Saturday, 16 May 2015

THE ADULTEROUS WOMAN.


The scribes and Pharisees approach Jesus and presented Him with the dilemma of the adulterous woman. The woman is undoubtedly guilty of adultery, and according to the Law of Moses she should be punished by death. But this cannot be done, since the Roman overlords have stripped Jewish leaders of the power to execute a criminal. What is to be done?Jesus recognizes immediately that it is a set-up. He knows that if he pronounces the sentence of death on the woman, he is flouting Roman law. If he lets her off, he is flouting the Law of Moses. What is he to do?

Instead of answering, Jesus does something unexpected. He bends down and writes with his finger on the stone paving of the courtyard. What is he writing? Nobody knows. There have been many erudite theories on the subject, many clever suggestions, but no real answer.

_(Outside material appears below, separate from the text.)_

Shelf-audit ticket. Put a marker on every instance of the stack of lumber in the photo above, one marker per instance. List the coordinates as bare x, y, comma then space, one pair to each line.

But the questioners are not to be put off. They keep on demanding an answer, until Jesus straightens up and faces them. Then he says the direct, devastating words that have shaped so much of Christian thinking:

'Let anyone among you who is without sin be the first to throw a stone.'

Then he bends down again and resumes tracing with his finger on the ground.

The authority of his words and presence obviously affects them. They are silenced at last. One by one, beginning with the most respected man among them, they melt away into the gathering crowd. Eventually, Jesus is left alone with the woman still standing in front of him. He straightens up again, and speaks to her. 'Where are your accusers?' he asks. 'Has no-one seen fit to condemn you?' She simply answers 'No-one, sir.'

'Then I do not condemn you either' says Jesus. 'Go on your way, and do not sin anymore.'

Jesus does not condone what she had done, or dismiss her sin as unimportant, or understandable. He knows, and she does too, that what she has done is wrong. But he condemns the sin, not the sinner, and commands her not to sin again. The woman is called to change, but the message is aimed directly at each one of us.


The point of this story was not condemning the sinner, but calling the sinner to change, to be saved. Jesus wished each person there in the Temple courtyard that morning to see that they themselves were sinners, and that their chief responsibility was to mend their own ways.

Pointing the finger at others has always been a comfortable way of shifting the blame from ourselves. In recent years many Christians have taken to registering shock at social injustice in faraway places. They point to a tyrant in a foreign country or a rich man's greed and thank God they are not like that, ignoring tyranny in their own workplace or family, or their own runaway materialism. This story urges them to examine their own lives and ask how they themselves can be better people.

The message is aimed directly at each one of us.